His Majesty then drew the citizen into a corner, while the counsellors, those excepted who had been commanded to remain, made their obeisance, and withdrew. “Geordie,” said the king, “my good and trusty servant”— Here he busied his fingers much with the points and ribbons of his dress — “Ye see that we have granted, from our own natural sense of right and justice, that which yon long-backed fallow, Moniplies I think they ca’ him, proffered to purchase from us with a mighty bribe; whilk we refused, as being a crowned king, who wad neither sell our justice nor our mercy for pecuniar consideration. Now, what think ye should be the upshot of this?”

“My Lord Glenvarloch’s freedom, and his restoration to your Majesty’s favour,” said Heriot.

“I ken that,” said the king, peevishly. “Ye are very dull to-day. I mean, what do you think this fallow Moniplies should think about the matter?”

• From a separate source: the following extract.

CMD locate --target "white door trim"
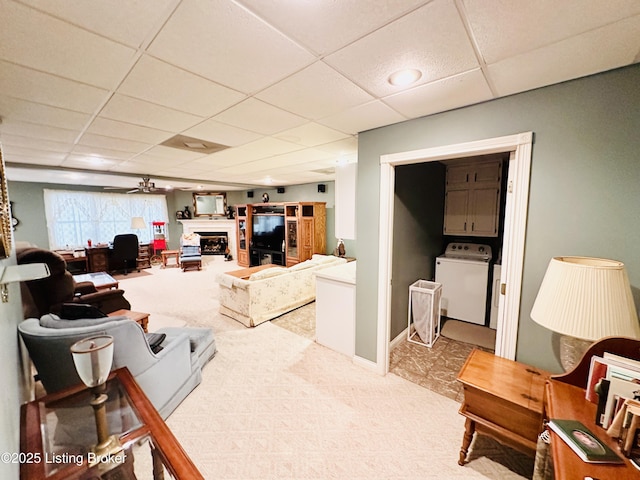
[376,132,533,375]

“Surely that your Majesty is a most good and gracious sovereign,” answered Heriot.

“We had need to be gude and gracious baith,” said the king, still more pettishly, “that have idiots about us that cannot understand what we mint at, unless we speak it out in braid Lowlands. See this chield Moniplies, sir, and tell him what we have done for Lord Glenvarloch, in whom he takes such part, out of our own gracious motion, though we refused to do it on ony proffer of private advantage. Now, you may put it till him, as if of your own mind, whether it will be a gracious or a dutiful part in him, to press us for present payment of the two or three hundred miserable pounds for whilk we were obliged to opignorate our jewels? Indeed, mony men may think ye wad do the part of a good citizen, if you took it on yourself to refuse him payment, seeing he hath had what he professed to esteem full satisfaction, and considering, moreover, that it is evident he hath no pressing need of the money, whereof we have much necessity.”

George Heriot sighed internally. “O my Master,” thought he —“my dear Master, is it then fated you are never to indulge any kingly or noble sentiment, without its being sullied by some afterthought of interested selfishness!”

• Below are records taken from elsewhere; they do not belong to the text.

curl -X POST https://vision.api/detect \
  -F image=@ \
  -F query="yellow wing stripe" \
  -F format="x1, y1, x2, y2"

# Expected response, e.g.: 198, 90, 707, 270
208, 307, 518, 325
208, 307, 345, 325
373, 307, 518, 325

The king troubled himself not about what he thought, but taking him by the collar, said — “Ye ken my meaning now, Jingler — awa wi’ ye. You are a wise man — manage it your ain gate — but forget not our present straits.” The citizen made his obeisance, and withdrew.

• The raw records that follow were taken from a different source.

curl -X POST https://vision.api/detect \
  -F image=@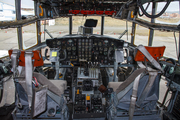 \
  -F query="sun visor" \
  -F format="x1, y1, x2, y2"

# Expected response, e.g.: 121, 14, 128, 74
84, 19, 98, 27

“And now, bairns,” said the king, “what do you look upon each other for — and what have you got to ask of your dear dad and gossip?”

“Only,” said the Prince, “that it would please your Majesty to command the lurking-place at the prison to be presently built up — the groans of a captive should not be brought in evidence against him.”

“What! build up my lugg, Baby Charles? And yet, better deaf than hear ill tales of oneself. So let them build it up, hard and fast, without delay, the rather that my back is sair with sitting in it for a whole hour. — And now let us see what the cooks have been doing for us, bonny bairns.”

26The old-fashioned weapon called the Jeddart staff was a species of battle-axe. Of a very great tempest, it is said, in the south of Scotland, that it rains Jeddart staffs, as in England the common people talk of its raining cats and dogs.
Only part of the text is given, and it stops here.